When Texas couples choose to divorce, many immediately rely on their team of support to help them find the best, least painful ways of facilitating the process. According to one recent report, Texas couples may be among those with options that are more private and more expedient, including the option of having their own private judge. This latest trend in divorce mediation may provide a more balanced, collaborative approach to many divorce cases.
According to a recent report, private judges are often retired attorneys or neutral attorneys. The practice of hiring private judges has been around in Texas over the past decade and has been an increasing trend. Hiring a private judge is a process that goes through the attorney handling the divorce case. Private judges are appointed by the same court that appoints judges who hear cases in a courthouse, and similarly, the decisions that they make can be appealed. Where private judges differ from professional mediators, is that the decisions of mediators cannot be appealed.
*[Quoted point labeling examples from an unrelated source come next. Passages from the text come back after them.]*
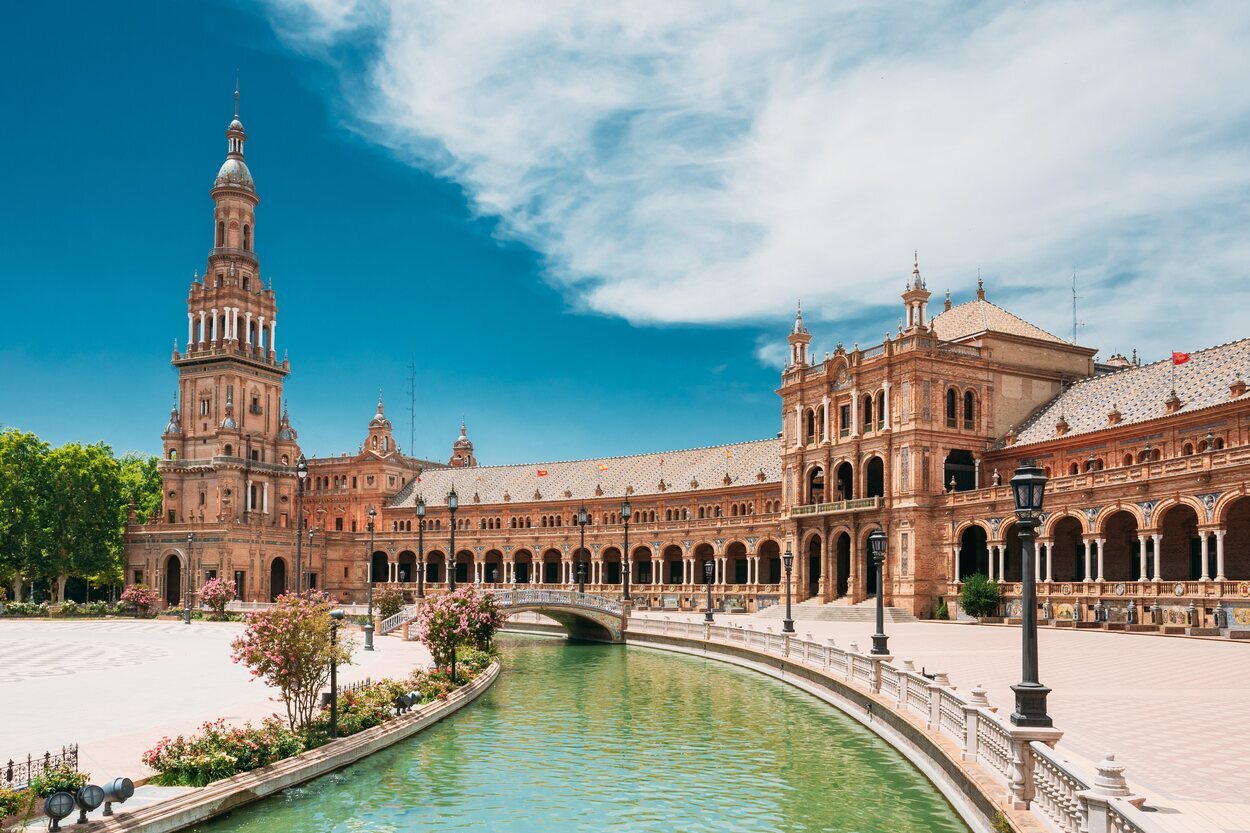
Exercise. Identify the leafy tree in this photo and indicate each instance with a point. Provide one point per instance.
(88, 509)
(979, 597)
(24, 519)
(140, 485)
(289, 648)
Every state is different with regard to exactly what a private judge can judge. In most states, divorce and other civil cases are the standard. The benefits to using a private judge include a more speedy divorce process, the ability to choose who your judge will be (agreed upon by both spouses), and private judges are not paid by the taxpayers. Just as every divorce case is different, every private judge sets his or her own individual fees. These fees can range from a few hundred dollars to several hundred dollars per hour, depending upon the complexity of the divorce case.
In divorce cases where violence or contention rules the process, a private judge may not be the most suitable option. Texas couples definitely have options about how they will proceed through the divorce process. One of the best ways to start may be by talking through these options with each other, any applicable representation and divorce mediation professionals.